But you might call this comfort food for a comfort myth.

The native American food that the Pilgrims supposedly enjoyed would have offended the palate of any self-respecting English colonist — the colonial minister Charles Woodmason called it "exceedingly filthy and most execrable." Our comfort food, in short, was the bane of the settlers' culinary existence.

But the colonial minister Charles Woodmason quoted by McWilliams was not a Pilgrim writing in the 1620s. Woodmason was a famously prejudiced Anglican missionary to backcountry Carolina, describing the habits of Irish and Scots-Irish settlers in his diary during 1766-68, over 140 years after the Pilgrim's Thanksgiving. Here is the sort of food that Woodmason was complaining that the poor Appalachians were eating (and not eating):

"Clabber, butter, fat mushy bacon, cornbread," [Woodmason] wrote, "as for tea and coffee they know it not . . . neither beef nor mutton nor beer, cyder or anything better than water." . . . Woodmason noted that "the people are all from Ireland, and live wholly on butter, milk, clabber and what in England is given to hogs."

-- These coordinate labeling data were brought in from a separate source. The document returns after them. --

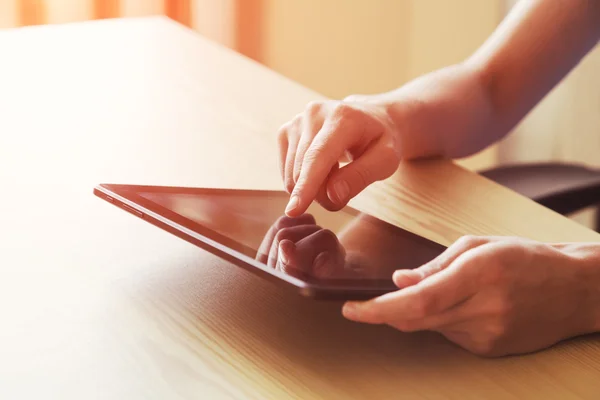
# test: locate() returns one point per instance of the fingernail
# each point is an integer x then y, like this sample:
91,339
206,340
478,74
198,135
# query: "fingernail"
293,204
322,264
350,311
284,258
342,190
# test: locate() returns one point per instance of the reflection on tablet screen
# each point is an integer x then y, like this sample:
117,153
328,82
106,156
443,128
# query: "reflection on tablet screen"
318,246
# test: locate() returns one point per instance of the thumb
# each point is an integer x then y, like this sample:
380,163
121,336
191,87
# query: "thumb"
408,277
378,162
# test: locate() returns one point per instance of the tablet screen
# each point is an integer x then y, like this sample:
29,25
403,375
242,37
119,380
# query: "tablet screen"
330,248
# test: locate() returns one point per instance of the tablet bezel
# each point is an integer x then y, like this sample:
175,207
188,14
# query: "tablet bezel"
126,198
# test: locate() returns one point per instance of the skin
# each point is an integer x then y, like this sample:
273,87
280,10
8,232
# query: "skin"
492,296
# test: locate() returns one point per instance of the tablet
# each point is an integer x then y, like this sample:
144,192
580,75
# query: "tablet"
340,255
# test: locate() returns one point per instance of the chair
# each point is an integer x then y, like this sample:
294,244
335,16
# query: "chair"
564,188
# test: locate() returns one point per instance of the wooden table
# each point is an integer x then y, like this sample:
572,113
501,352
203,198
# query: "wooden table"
96,304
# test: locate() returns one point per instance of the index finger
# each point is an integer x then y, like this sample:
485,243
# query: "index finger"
330,144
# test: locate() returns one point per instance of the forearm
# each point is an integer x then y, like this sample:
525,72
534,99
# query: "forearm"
461,109
586,257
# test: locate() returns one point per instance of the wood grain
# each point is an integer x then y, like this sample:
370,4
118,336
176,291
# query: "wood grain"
98,304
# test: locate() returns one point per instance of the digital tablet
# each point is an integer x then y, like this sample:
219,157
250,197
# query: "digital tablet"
340,255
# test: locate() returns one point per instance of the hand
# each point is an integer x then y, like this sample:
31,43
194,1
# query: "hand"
299,246
314,142
494,296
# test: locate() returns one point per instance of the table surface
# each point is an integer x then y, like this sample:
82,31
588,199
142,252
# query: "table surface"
97,304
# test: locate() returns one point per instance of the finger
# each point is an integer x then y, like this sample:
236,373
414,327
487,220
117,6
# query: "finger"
293,234
322,197
294,133
432,296
311,125
324,152
281,223
321,254
378,162
404,277
282,144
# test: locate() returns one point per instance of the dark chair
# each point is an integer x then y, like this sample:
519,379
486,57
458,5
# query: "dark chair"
564,188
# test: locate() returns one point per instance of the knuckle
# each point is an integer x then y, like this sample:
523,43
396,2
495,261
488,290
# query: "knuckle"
487,347
467,240
289,184
423,306
363,176
494,274
327,236
282,234
315,153
314,107
408,326
282,134
283,222
343,111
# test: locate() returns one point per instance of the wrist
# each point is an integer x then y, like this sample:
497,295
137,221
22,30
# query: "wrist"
586,261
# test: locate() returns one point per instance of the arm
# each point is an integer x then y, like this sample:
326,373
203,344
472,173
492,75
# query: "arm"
461,109
453,112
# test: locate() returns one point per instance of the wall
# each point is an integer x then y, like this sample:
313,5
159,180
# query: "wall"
340,47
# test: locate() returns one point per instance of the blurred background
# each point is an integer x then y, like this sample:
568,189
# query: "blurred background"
340,47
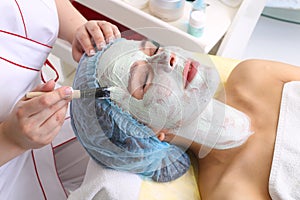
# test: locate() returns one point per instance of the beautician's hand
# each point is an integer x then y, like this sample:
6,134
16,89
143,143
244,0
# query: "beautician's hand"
35,122
93,33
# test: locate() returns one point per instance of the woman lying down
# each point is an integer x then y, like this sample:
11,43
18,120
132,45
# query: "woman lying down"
246,143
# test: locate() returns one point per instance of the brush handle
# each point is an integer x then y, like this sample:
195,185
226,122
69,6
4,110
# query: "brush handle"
30,95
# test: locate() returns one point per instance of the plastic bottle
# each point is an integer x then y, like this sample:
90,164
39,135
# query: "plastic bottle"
197,18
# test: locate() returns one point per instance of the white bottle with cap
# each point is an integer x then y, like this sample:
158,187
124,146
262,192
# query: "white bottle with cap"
197,18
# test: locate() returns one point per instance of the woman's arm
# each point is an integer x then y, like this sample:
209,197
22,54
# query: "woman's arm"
82,34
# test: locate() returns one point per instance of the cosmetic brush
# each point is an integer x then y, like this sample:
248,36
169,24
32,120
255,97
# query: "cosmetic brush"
99,93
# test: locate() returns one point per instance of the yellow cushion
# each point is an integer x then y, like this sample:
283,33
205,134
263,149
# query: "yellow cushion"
185,187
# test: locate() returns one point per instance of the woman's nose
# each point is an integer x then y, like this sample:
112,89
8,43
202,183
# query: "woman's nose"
165,61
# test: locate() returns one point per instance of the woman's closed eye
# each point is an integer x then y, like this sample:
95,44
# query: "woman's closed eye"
150,48
141,75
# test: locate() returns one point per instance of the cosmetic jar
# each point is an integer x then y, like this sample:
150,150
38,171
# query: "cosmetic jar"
167,10
196,23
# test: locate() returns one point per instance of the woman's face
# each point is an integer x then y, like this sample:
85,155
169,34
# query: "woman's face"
162,87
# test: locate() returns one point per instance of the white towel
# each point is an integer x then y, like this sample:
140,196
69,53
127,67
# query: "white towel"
284,182
286,4
106,184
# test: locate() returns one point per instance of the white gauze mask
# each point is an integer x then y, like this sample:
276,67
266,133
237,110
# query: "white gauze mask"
165,104
190,111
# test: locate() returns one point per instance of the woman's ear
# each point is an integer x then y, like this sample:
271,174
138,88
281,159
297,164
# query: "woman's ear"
161,134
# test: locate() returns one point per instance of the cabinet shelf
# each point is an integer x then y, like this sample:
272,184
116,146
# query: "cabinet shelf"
219,19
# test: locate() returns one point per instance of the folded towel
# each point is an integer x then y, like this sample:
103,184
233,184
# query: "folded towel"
106,184
284,182
287,4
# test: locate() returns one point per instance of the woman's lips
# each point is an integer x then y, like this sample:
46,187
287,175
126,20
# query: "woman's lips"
189,71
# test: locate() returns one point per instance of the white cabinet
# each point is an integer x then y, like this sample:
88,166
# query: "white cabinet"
232,27
234,24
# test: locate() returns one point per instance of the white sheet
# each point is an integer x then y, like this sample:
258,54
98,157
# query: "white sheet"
284,182
106,184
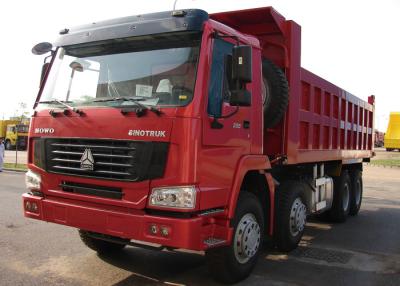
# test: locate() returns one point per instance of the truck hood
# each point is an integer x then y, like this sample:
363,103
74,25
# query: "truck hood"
103,123
105,133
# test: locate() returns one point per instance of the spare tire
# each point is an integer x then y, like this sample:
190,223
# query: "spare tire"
276,94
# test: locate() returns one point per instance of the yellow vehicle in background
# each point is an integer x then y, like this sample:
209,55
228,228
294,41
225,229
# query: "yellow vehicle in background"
14,133
392,136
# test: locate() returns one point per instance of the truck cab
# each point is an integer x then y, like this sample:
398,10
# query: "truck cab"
16,136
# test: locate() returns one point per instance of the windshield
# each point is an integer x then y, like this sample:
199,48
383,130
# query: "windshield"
157,70
22,128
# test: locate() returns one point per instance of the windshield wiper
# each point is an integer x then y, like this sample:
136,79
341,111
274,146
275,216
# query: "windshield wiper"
119,98
63,103
136,100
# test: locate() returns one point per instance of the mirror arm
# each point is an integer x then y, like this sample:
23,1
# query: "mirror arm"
217,35
215,124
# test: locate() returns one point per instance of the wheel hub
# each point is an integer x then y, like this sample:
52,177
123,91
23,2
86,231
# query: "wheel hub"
298,215
247,238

So Woodmason's derisive comments, quoted by McWilliams, refer not to the diet of the Pilgrims, but to the very different diet common in Appalachia on the eve of American Revolution. Clabber (a form of sour milk somewhat like cottage cheese or yogurt) was a common food in Northern England, but was treated as only fit for animals in Southern England. I located no evidence that the Plymouth pilgrims ate this staple of the Carolina backcountry diet. While the pilgrims had brought some bacon and butter on the Mayflower, the voyage was so poorly provisioned that it has been speculated that it was quickly gone after arriving. The Pilgrims probably had little or no milk, since they had no cows, though there is a small chance that they had a goat. And Woodmason's complaint that the settlers had no coffee or tea would never have been made by a 1620s pilgrim since they had probably never tasted either one. In 1620, tea had not yet been introduced into England, and England's first coffeehouse was founded in 1650 (there were 3,000 such shops by 1675).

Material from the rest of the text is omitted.